I'm usually reluctant to bring up any of this unorthodox stuff because people who are also not credentialled physicists immediately jump down my throat and start defending Einstein or reading passages from one of Brian Greene's books. So I applaud your willingness to even read some of those articles.

Where to find debate? The MetaResearch site has forums, and Van Flandern mentions various other discussion forums. By no means did he cook up the Meta Model and instantly gather disciples around himself. There has been a lot of high-brow debate about the finer points of the model, and Van Flandern made adjustments. The above mentioned book, _Dark Matter, Missing Planets and New Comets_, will give the lay reader a basic understanding of the model, but I'm afraid the heavyweight stuff is beyond me, too. (The book does not indulge in complex math—but then again, how many lay books do?)
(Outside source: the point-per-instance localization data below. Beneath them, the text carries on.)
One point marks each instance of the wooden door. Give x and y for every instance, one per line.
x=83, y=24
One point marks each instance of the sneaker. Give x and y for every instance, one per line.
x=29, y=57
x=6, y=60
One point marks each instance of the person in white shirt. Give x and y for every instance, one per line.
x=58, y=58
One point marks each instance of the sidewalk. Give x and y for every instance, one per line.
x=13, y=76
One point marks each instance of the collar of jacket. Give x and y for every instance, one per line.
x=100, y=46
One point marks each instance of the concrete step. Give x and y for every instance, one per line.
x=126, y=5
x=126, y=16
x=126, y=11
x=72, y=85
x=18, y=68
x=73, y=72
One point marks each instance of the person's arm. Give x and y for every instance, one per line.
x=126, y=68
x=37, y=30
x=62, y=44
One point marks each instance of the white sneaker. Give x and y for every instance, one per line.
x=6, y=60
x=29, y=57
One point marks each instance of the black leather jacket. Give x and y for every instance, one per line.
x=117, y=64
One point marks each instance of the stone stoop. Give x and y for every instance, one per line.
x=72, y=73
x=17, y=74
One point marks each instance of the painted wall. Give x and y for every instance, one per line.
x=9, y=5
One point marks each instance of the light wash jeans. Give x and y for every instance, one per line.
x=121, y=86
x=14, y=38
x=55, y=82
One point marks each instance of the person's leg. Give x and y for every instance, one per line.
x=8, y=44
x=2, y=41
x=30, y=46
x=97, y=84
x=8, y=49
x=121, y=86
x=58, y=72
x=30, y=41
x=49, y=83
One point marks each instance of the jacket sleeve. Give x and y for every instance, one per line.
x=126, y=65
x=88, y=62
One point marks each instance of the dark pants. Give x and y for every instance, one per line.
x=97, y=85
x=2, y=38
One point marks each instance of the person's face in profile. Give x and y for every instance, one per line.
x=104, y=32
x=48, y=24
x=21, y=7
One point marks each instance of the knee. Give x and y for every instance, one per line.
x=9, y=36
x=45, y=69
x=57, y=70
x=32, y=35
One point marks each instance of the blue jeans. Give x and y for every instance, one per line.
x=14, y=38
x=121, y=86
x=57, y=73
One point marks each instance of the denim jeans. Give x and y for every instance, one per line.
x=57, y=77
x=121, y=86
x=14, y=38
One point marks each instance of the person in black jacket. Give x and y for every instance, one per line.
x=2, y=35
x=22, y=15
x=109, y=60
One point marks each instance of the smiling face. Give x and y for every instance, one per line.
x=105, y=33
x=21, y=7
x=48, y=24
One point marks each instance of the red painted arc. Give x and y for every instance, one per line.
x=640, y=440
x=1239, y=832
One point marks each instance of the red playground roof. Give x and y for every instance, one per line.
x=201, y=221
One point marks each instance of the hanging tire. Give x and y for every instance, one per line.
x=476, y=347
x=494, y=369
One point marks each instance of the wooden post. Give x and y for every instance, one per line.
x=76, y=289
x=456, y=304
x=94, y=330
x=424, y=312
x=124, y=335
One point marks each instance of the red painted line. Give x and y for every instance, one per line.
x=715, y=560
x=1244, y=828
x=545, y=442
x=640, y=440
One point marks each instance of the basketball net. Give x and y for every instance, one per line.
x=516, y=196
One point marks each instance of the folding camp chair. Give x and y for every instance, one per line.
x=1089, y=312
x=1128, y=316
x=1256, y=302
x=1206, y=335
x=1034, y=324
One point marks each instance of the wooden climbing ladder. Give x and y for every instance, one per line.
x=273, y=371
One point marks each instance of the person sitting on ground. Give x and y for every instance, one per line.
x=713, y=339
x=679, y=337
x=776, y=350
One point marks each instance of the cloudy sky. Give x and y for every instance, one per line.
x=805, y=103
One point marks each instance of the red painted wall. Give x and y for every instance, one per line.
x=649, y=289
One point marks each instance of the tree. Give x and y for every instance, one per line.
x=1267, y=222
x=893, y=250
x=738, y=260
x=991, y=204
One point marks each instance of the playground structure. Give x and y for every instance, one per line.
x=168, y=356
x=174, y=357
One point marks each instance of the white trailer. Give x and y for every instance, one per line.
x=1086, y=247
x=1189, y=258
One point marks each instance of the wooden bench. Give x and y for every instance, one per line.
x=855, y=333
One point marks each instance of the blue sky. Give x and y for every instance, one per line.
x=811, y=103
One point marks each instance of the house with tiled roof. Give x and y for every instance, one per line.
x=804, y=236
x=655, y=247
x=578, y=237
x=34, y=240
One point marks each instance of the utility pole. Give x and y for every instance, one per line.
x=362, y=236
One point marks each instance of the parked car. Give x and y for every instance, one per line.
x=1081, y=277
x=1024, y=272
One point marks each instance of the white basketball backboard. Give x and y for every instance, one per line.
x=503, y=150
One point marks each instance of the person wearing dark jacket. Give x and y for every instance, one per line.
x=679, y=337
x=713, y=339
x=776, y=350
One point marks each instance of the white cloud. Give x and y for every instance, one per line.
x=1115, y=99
MetaResearch.org > Cosmology > Gravity lists many articles. At the bottom of the left column you will see "The Meta Cycle" which alludes to the book Pushing Gravity. The book includes articles from over a dozen physicists and astronomers working on Le Sage "corpuscular" gravity. So Van Flandern wasn't some fruitcake babbling to himself. Anyway, "The Meta Cycle" article is just one reply to debate.

"The Speed of Gravity What the Experiments Say" challenges many aspects of topological gravity ("the rubber sheet"). But in all of that, you want to know what really fascinated me? The Poynting-Robertson effect. I can imagine where such an effect might present problems for the nebular hypothesis of solar system formation. I know telescopes looking into deep space are thought to be watching solar system formation now, but I'm sure a snapshot of one instant in time is inadequate to paint a detailed picture. (Meanwhile Big Bang proponents presume to tell us in excruciating detail _exactly_ what happened in the picoseconds following the Big Bang. No uncertainty. But where the Solar system, and even where the Moon came from are still unsettled mysteries.)

What surprises me is that the world of physics did not know all along that gravity is faster than light. Galileo was perturbed by the orbital timing of the Jovian satellites which bear his name. They'd disappear too early and return too late. It was later realized that those satellites followed orbits large enough to show measurable light travel time delay. If gravity moved no faster than light, Kepler would have produced a Gordian knot to make the epicycles of the ancient world look like a simple bow knot.

Yet NASA/JPL making space probe navigation plots on the assumption that gravity is "instantaneous" (at least on the tiny scale of the Solar system) hit a bulls-eye every time.


----------



## RJM Corbet

Metryq said:


> Actually, it's "Metryq." I grew tired of being told that a certain name was already in use whenever I tried to join a forum. And I wanted something that I could use anywhere. The solution seemed to be in a unique spelling. Wikipedia lists the US as one of only three nations left on the planet _not_ officially switched to the Metric system. (My fellow countrymen are stubborn about such things.) Anyone in science or medicine uses Metric. That leaves only some engineers and perhaps auto mechanics. (I've actually run into carpenters who use Metric!) Anyway, "Metryq" is what I came up with. Short and unique. (Well, _I'm_ not short. 193cm.) ...


 
I apologise. I have printed out this stuff to read it carefully, because, you know, one is often in a hurry. Sorry


----------



## Metryq

RJM Corbet said:


> I apologise. I have printed out this stuff to read it carefully, because, you know, one is often in a hurry.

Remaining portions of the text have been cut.